Re: Conditionals with multiple tests?
- To: mathgroup at smc.vnet.net
- Subject: [mg24117] Re: Conditionals with multiple tests?
- From: Jens-Peer Kuska <kuska at informatik.uni-leipzig.de>
- Date: Wed, 28 Jun 2000 02:11:40 -0400 (EDT)
- Organization: Universitaet Leipzig
- References: <8j9dvs$523@smc.vnet.net>
- Sender: owner-wri-mathgroup at wolfram.com
Hi,
yes.
"The Book" *is* clear in this point.
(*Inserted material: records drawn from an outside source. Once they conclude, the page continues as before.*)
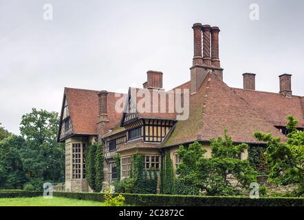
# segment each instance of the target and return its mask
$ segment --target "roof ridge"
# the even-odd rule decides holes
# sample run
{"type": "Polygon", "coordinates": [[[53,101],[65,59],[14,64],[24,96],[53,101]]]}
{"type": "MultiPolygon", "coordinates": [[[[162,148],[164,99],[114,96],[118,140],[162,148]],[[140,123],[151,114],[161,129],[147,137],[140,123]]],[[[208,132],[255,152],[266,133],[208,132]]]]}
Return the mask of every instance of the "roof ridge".
{"type": "Polygon", "coordinates": [[[300,104],[302,107],[303,118],[304,118],[304,96],[301,98],[300,104]]]}
{"type": "MultiPolygon", "coordinates": [[[[94,89],[79,89],[79,88],[74,88],[74,87],[65,87],[65,89],[74,89],[74,90],[81,90],[81,91],[95,91],[95,92],[99,92],[100,90],[94,90],[94,89]]],[[[108,93],[109,94],[122,94],[120,92],[116,92],[116,91],[107,91],[108,93]]]]}
{"type": "MultiPolygon", "coordinates": [[[[206,77],[204,80],[204,81],[207,80],[207,85],[206,85],[205,92],[204,92],[205,96],[203,99],[203,107],[202,109],[202,117],[201,117],[200,125],[199,125],[199,131],[197,133],[197,140],[199,140],[199,134],[202,132],[202,130],[204,128],[204,116],[205,116],[206,107],[207,104],[207,100],[208,100],[208,94],[209,94],[209,90],[210,90],[209,85],[210,85],[210,82],[211,82],[211,77],[210,77],[211,74],[212,74],[212,72],[210,72],[209,73],[208,73],[208,74],[206,76],[206,77]]],[[[202,83],[201,86],[203,85],[204,81],[202,83]]]]}
{"type": "Polygon", "coordinates": [[[269,122],[269,120],[268,120],[265,117],[264,117],[263,116],[262,116],[259,111],[255,108],[252,105],[251,105],[248,101],[247,101],[245,98],[243,98],[242,96],[239,96],[232,88],[229,87],[232,91],[233,93],[239,98],[241,98],[241,100],[242,100],[245,103],[247,104],[247,105],[248,105],[253,111],[254,111],[261,118],[263,118],[265,120],[265,122],[268,124],[269,125],[274,126],[274,125],[272,124],[271,124],[269,122]]]}
{"type": "Polygon", "coordinates": [[[183,85],[186,85],[186,84],[187,84],[187,83],[189,83],[190,81],[191,81],[191,80],[188,80],[187,82],[184,82],[183,84],[181,84],[181,85],[177,85],[177,86],[176,86],[176,87],[175,87],[174,88],[172,88],[171,89],[168,90],[168,91],[171,91],[171,90],[175,89],[177,89],[177,88],[181,87],[181,86],[183,86],[183,85]]]}
{"type": "MultiPolygon", "coordinates": [[[[274,91],[261,91],[261,90],[252,90],[252,89],[242,89],[242,88],[237,88],[237,87],[229,87],[230,89],[239,89],[239,90],[243,90],[243,91],[251,91],[251,92],[262,92],[262,93],[265,93],[265,94],[276,94],[278,96],[281,96],[279,93],[277,92],[274,92],[274,91]]],[[[298,98],[302,98],[304,96],[296,96],[296,95],[292,95],[292,96],[293,97],[298,97],[298,98]]]]}

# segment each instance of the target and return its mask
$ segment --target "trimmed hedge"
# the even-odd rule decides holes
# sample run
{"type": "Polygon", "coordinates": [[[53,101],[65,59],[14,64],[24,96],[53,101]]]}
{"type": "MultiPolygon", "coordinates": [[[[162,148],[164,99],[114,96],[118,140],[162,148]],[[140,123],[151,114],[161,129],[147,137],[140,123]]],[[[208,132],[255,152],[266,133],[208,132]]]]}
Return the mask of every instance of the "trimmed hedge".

Everything is an expression (except
a comment) including a CompoundExpression[]. If CompoundExpression[]
where
not a expression it's name where CompoundTheOnlyNonExpression[].
Chapter 2.1.1 of "The Book" has the huge bold head line
"Everything Is an Expression" is this clear enough ?
BTW, was it so complicated to try it out inside the Mathematica
interpreter,
that you must write a long news group posting ? Where is the
good old pioneer spirit that say "Let's try it out"?
And what is a "legal way to implement" something, get a court decision
for
every character or only for every expression ?
And what is the punishment for illegal implementations ? Working
programs ?
And is
{p1,p2,p3}=Which[test1,{value11,value12,value13},
test2,{value21,value22,value23},
test3,{value31,value32,value33}]
not better to read and more compact with out a
CompoundExpression[] ?
Perplexed
Jens
"A. E. Siegman" wrote:
>
> Let's say I want to assign values to three variables p1, p2, p3 that
> will depend on five different (and nonoverlapping) tests test1 to test 5.
>
> One way to do this is obviously
>
> p1 = Which[test1, value11, test2, value12, . . . ]
> p2 = Which[test1, value21, test2, value22, . . . ]
> p3 = Which[test1, value31, test2, value32, . . . ]
>
> But a more compact and (for me anyway) neater approach is
>
> Which[test1, p1=value11; p2=value21; p3=value31,
> test2, p1=value21; p2=value22; p3=value32,
> test3, . . .
> test4, . . .
> test5, . . . ]
>
> Is this form legal? That is, can one use:
>
> Which[test1, expr1, test2, expr2, . . .]
>
> where expr1, expr2, . . . may be compound expressions?
>
> (I would say that The Mathematica Book is not at all clear on this
> point, as regards either Which[] or If[].)
>
> If not, is there a legal way to implement the basic objective?